Mitochondria-Targetable Near-Infrared Fluorescent Probe for Visualization of Hydrogen Peroxide in Lung Injury, Liver Injury, and Tumor Models

Abstract

Hydrogen peroxide (H₂O₂) overexpressed in mitochondria has been regarded as a key biomarker in the pathological processes of various diseases. However, there is currently a lack of suitable mitochondria-targetable near-infrared (NIR) probes for the visualization of H₂O₂ in multiple diseases, such as PM_2.5 exposure-induced lung injury, hepatic ischemia-reperfusion injury (HIRI), nonalcoholic fatty liver (NAFL), hepatic fibrosis (HF), and malignant tumor tissues containing clinical cancer patient samples.

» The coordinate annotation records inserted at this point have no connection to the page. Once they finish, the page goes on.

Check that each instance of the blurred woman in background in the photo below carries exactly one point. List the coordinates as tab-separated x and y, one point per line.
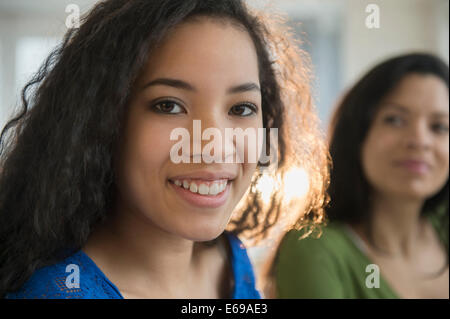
388	215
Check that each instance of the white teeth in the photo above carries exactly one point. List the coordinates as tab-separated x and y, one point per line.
203	189
213	189
193	188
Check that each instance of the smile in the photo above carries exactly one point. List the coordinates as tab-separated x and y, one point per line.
202	193
202	187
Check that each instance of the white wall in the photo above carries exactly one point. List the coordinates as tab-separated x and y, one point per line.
405	25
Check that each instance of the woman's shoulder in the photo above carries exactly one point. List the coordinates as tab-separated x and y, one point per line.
330	238
243	274
75	277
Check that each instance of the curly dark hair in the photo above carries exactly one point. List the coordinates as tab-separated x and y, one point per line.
57	182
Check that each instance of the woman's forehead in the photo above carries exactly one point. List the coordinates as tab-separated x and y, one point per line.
204	51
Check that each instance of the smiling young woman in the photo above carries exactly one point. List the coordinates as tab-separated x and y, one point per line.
88	179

Herein, we conceived a novel NIR fluorescent probe (HCy-H₂O₂) by introducing pentafluorobenzenesulfonyl as a H₂O₂ sensing unit into the NIR hemicyanine platform. HCy-H₂O₂ exhibits good sensitivity and selectivity toward H₂O₂, accompanied by a remarkable "turn-on" fluorescence signal at 720 nm. Meanwhile, HCy-H₂O₂ has stable mitochondria-targetable ability and permits monitoring of the up-generated H₂O₂ level during mitophagy. Furthermore, using HCy-H₂O₂, we have successfully observed an overproduced mitochondrial H₂O₂ in ambient PM_2.5 exposure-induced lung injury, HIRI, NAFL, and HF models through NIR fluorescence imaging. Significantly, the visualization of H₂O₂ has been achieved in both tumor-bear mice as well as surgical specimens of cancer patients, making HCy-H₂O₂ a promising tool for cancer diagnosis and imaging-guided surgery.